Ya, manusiawi kalau akhirnya ada yang marah-marah saat ditanya-tanya,"
Jakarta (ANTARA News) - Sesekali Akbar (29) tertawa lebar saat menyimak film Janji Joni.

Sesekali pula dia terlihat serius mengikuti film yang bertutur tentang perjalanan Joni, tokoh yang diperankan Nicholas Saputra tersebut.

Akbar bisa menikmati film tersebut meski sudah empat tahun terakhir menjadi tunanetra.

Pada 17 Januari 2014, Janji Joni diputar di Galeri Indonesia Kaya, khusus bagi penyandang tunanetra.

Untuk dapat menikmati film tersebut, dia didampingi pembisik yang bertugas menceritakan adegan demi adegan.

Disebut "pembisik" karena --para sukarelawan --benar-benar berbisik kepada penyandang tunanetra yang menonton film agar tidak mengganggu kenyamanan penonton lainnya.

Ada 40 tunanetra dari Yayasan Mitra Netra Jakarta yang mendapat kesempatan untuk menikmati  film  "Janji Joni" melalui program Bioskop Bisik.

Masing-masing penonton yang didampingi seorang sukarelawan untuk membisikkan setiap adegan dan alur cerita film tersebut.

Para tunanetra tampak menikmati setiap adegan yang ditampilkan. Sesekali mereka ikut tertawa jika film menampilkan adegan lucu yang telah dideskripsikan sukarelawan.

Bioskop Bisik yang diselenggarakan Think.Web dan Fency tersebut menawarkan cara bagi masyarakat tunanetra untuk mendapatkan pengalaman menonton film secara utuh.

Konsepnya adalah pendamping membisikan deskripsi adegan dan alur cerita kepada penonton tunanetra agar mereka mengerti dan dapat merasakan emosi yang ada di film tersebut.
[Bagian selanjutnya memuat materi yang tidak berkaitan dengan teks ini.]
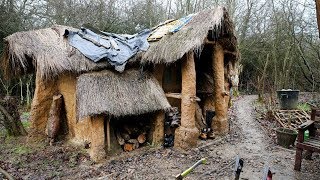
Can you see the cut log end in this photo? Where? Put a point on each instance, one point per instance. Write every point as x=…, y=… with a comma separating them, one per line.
x=142, y=138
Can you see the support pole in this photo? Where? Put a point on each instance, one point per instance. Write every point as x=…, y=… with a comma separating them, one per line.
x=187, y=134
x=108, y=133
x=220, y=123
x=97, y=151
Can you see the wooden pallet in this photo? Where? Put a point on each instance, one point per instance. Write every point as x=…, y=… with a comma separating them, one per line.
x=291, y=118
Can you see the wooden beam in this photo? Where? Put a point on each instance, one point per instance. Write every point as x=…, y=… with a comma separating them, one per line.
x=108, y=133
x=187, y=134
x=318, y=14
x=188, y=91
x=178, y=96
x=220, y=122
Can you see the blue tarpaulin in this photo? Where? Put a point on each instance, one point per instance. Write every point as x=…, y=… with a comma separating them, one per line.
x=116, y=49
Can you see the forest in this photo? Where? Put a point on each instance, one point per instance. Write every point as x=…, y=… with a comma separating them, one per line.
x=177, y=103
x=278, y=39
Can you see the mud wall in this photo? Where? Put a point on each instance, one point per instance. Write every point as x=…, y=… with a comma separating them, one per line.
x=40, y=107
x=78, y=132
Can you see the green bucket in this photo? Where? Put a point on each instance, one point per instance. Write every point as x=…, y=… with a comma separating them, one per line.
x=286, y=137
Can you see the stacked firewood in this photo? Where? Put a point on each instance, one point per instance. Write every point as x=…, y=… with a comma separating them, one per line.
x=130, y=137
x=291, y=118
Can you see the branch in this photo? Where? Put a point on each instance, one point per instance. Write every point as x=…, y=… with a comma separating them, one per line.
x=6, y=174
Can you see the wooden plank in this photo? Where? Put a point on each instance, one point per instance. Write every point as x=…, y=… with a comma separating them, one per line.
x=178, y=96
x=108, y=133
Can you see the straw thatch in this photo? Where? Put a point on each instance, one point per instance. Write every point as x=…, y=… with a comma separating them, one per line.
x=47, y=51
x=115, y=94
x=193, y=36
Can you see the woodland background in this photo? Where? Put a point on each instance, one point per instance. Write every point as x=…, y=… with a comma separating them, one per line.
x=278, y=39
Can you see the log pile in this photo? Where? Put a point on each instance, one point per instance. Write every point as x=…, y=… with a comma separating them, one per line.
x=131, y=136
x=291, y=118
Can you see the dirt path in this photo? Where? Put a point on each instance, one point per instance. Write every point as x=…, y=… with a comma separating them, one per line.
x=257, y=148
x=247, y=139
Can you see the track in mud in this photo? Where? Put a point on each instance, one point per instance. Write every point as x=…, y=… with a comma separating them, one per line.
x=246, y=139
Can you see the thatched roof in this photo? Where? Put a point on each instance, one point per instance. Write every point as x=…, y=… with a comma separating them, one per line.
x=45, y=50
x=193, y=36
x=48, y=52
x=111, y=93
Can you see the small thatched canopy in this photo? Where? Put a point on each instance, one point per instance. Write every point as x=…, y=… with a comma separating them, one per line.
x=193, y=36
x=48, y=52
x=45, y=50
x=111, y=93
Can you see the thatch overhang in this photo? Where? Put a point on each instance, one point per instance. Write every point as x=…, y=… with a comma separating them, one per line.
x=44, y=50
x=193, y=36
x=119, y=94
x=49, y=53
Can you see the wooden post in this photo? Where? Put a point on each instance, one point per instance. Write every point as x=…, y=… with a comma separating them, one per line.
x=97, y=151
x=54, y=119
x=318, y=14
x=187, y=134
x=108, y=133
x=40, y=107
x=220, y=123
x=157, y=130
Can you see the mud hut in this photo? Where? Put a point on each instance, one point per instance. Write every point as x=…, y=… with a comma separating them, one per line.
x=193, y=69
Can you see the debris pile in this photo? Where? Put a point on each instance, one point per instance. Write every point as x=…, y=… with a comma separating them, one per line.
x=290, y=119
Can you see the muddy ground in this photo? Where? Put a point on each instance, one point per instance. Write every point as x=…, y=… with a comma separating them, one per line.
x=248, y=138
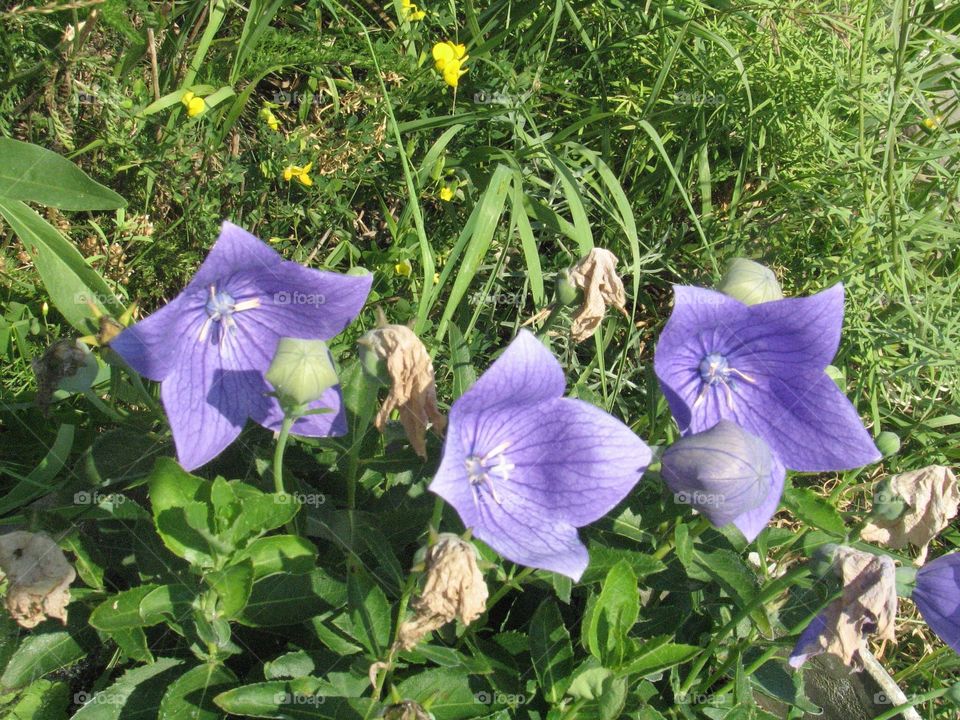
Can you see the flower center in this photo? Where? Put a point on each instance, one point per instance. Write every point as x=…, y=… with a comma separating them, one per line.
x=715, y=370
x=220, y=308
x=484, y=471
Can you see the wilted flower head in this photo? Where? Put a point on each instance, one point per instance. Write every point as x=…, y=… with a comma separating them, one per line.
x=762, y=366
x=750, y=282
x=39, y=578
x=930, y=499
x=525, y=467
x=65, y=365
x=595, y=275
x=413, y=391
x=937, y=595
x=727, y=474
x=212, y=344
x=868, y=606
x=454, y=589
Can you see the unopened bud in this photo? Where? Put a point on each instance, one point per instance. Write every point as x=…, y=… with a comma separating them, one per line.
x=301, y=371
x=750, y=282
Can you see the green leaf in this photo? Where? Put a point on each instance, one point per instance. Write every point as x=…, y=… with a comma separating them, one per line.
x=657, y=654
x=191, y=695
x=291, y=554
x=233, y=586
x=31, y=173
x=551, y=651
x=615, y=613
x=813, y=510
x=136, y=694
x=121, y=610
x=70, y=282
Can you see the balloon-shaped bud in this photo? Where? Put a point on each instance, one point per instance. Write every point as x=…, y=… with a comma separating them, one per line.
x=301, y=371
x=888, y=443
x=723, y=472
x=887, y=504
x=750, y=282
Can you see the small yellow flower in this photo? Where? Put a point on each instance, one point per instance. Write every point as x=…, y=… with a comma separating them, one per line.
x=270, y=119
x=195, y=105
x=300, y=173
x=410, y=11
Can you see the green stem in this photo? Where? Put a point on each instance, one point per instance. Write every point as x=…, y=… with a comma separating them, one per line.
x=278, y=453
x=770, y=591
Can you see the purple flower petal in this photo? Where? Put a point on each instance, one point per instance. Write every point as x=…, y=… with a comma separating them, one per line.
x=937, y=595
x=525, y=467
x=763, y=367
x=211, y=346
x=752, y=522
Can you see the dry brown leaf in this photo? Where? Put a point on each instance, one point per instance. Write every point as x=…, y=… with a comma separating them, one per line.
x=868, y=606
x=454, y=589
x=39, y=578
x=596, y=276
x=413, y=391
x=932, y=500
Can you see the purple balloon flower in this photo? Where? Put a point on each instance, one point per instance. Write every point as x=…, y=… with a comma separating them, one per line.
x=525, y=467
x=211, y=345
x=727, y=474
x=762, y=366
x=937, y=595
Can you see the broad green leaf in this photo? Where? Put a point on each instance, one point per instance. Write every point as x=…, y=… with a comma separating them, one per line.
x=72, y=284
x=30, y=173
x=614, y=615
x=279, y=553
x=122, y=610
x=814, y=510
x=551, y=651
x=134, y=696
x=657, y=654
x=233, y=586
x=191, y=695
"Bioskop Bisik seperti ini merupakan suatu kegiatan yang sangat inovatif. Hasilnya, saya dapat merasa setara dengan masyarakat kebanyakan dalam menikmati film," kata Irma Hikmayanti dari Yayasan Mitra Netra Jakarta.

Hak Dasar

Direktur Eksekutif Yayasan Mitra Netra Bambang Basuki menyatakan bahwa hiburan merupakan hak dasar bagi setiap manusia, termasuk kalangan tunanetra.

Ia mengungkapkan salah satunya di dunia hiburan, para penyandang tunanetra berhak untuk bisa menikmati film-film yang diputar di gedung bioskop dengan leluasa.

Kendati demikian, kata dia, kalangan tunanetra untuk dapat menikmati film-film di bioskop masih harus bergantung pada orang lain yang pendampingannya guna menceritakan visualisasi di layar.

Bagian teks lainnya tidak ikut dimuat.